Fine dello Stato islamico (non del Daesh)

Con la battaglia di Baghouz, vinta dalle forze curdo-siriane del Sdf con l’appoggio Usa, il cosiddetto Califfato sembra sconfitto. Ma resiste la sua ideologia, così come gli appoggi sotterranei internazionali

Le bandiere gialle delle Sdf (Forze democratiche siriane), la coalizione curdo-siriana sostenuta dagli Usa, sventolano su Baghouz. L’ultima roccaforte territoriale dello Stato islamico è caduta. Mustafa Bali, portavoce delle Sdf, twitta: «Baghouz è libera e la vittoria militare contro il Daesh è stata raggiunta… Le forze siriane democratiche dichiarano la totale eliminazione del cosiddetto califfato e la sconfitta al 100% del Daesh sul territorio». Nato nelle fila di al-Nusra (al-Qaeda in Iraq), in pochi anni il Daesh se ne era distinto, e il 29 giugno 2014 a Raqqa, il suo capo carismatico, Abu Bakr Al-Baghdadi, si era proclamato califfo del cosiddetto Stato islamico dell’Iraq e del Levante.

L’odio, rivolto soprattutto contro la grande maggioranza dei musulmani, non salafiti, ha riempito di cadaveri decine e decine di fosse comuni. C’è voluta una coalizione internazionale per fermare il massacro e l’espansione del Daesh. Si può quindi comprendere l’esultanza per la vittoria di questi giorni a Baghouz, ma è un’esultanza che coinvolge solo chi non è mediorientale. I media occidentali commentano purtroppo molto superficialmente questo annuncio, come se l’incubo fosse finito per sempre. Ma i vertici militari delle Sdf non sono ingenui e sanno bene che la sconfitta dell’Isis riguarda solo il territorio, non l’organizzazione. L’Isis non è finito: si calcola che in Siria e in Iraq ci siano ancora fra 14 e 20 mila miliziani nascosti o dormienti. In Africa e in Asia sarebbero addirittura in espansione.
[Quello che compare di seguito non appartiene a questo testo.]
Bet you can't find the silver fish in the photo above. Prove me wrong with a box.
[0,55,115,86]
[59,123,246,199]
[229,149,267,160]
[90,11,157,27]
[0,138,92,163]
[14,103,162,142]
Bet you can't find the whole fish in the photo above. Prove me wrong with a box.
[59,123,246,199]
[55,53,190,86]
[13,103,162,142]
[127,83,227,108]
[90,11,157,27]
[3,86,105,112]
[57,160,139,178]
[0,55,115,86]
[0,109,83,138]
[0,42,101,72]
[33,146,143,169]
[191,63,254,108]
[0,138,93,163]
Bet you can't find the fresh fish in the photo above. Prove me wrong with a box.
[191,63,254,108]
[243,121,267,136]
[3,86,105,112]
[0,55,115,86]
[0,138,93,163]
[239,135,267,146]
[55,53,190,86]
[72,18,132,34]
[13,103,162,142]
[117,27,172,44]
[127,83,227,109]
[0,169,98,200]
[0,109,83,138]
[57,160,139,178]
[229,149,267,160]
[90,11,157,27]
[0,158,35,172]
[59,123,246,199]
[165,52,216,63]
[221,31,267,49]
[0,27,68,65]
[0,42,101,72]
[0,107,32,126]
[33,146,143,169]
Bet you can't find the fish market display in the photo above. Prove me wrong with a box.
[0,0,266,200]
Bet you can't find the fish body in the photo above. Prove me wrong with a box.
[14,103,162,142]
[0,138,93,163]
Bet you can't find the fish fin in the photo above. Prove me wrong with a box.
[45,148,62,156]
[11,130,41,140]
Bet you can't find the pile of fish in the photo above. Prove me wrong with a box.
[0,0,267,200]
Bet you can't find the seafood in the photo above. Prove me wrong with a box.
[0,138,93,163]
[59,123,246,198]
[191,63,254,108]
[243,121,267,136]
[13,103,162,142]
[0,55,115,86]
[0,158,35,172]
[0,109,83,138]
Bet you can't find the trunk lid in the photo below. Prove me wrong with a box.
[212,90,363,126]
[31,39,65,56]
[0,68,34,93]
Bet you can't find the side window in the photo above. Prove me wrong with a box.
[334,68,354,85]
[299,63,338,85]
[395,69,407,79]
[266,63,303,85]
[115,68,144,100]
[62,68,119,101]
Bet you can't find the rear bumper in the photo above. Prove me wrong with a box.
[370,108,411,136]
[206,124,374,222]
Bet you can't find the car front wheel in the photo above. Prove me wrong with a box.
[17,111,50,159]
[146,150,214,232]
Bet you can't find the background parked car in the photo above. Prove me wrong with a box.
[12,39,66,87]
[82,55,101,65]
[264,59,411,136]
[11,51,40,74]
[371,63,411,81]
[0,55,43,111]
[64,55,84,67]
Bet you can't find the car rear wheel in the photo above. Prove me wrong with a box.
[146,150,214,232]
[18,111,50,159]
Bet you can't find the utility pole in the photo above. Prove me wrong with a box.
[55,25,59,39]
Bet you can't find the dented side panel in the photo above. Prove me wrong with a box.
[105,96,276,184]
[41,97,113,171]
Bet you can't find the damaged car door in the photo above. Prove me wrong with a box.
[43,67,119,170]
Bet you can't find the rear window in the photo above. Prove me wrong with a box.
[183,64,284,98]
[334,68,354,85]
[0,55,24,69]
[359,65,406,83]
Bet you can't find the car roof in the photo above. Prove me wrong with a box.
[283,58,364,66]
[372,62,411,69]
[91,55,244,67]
Abdel Kareem Umer, il capo delle relazioni internazionali delle Sdf, commenta infatti così la conquista di Baghouz in un’intervista rilasciata all’agenzia tedesca Dpa-news: «Questo non significa che abbiamo messo fine al terrorismo e a Daesh. Abbiamo messo fine… al loro Stato. Daesh ha ancora cellule dormienti e la loro ideologia esiste ancora nell’area sulla quale hanno governato per anni». Anche le fonti locali libere (che in Occidente ben pochi conoscono) non si fanno illusioni: Omar Mohammed, il blogger di Mosul Eye che ha clandestinamente documentato la triste condizione della gente della sua città al tempo del califfato, afferma: «L’idea che il Daesh sia sconfitto è solo uno scherzo». E Anam, un giovane cristiano sfollato da Qaraqosh, così commenta a Radio Rudaw, la radio curda che trasmette da Erbil: «Le forze di Daesh vengono sconfitte, ma la mente di Daesh non può essere sconfitta».

Perché così pessimista? Perché Anam, come molti iracheni e siriani, sa bene che il Daesh non è un fatto isolato, ma gode di molti sostegni tra la popolazione civile e in ambito internazionale. Senza voler essere complottisti per forza, purtroppo il game-over in Medio Oriente è ancora lontano. Ci sono troppi interessi in gioco. Nadia Murad, la giovane yazida premio Nobel per la pace 2018 e attivista nel sostegno al suo popolo massacrato dal Daesh, e in particolare alle donne vittime di violenza sessuale, ha detto: «È importante avere un piano per combattere questa ideologia e impedire alle persone di unirsi a gruppi come il Daesh. Penso che questa ideologia resista, è pericoloso pensare che il Daesh non si riorganizzerà, magari con un altro nome».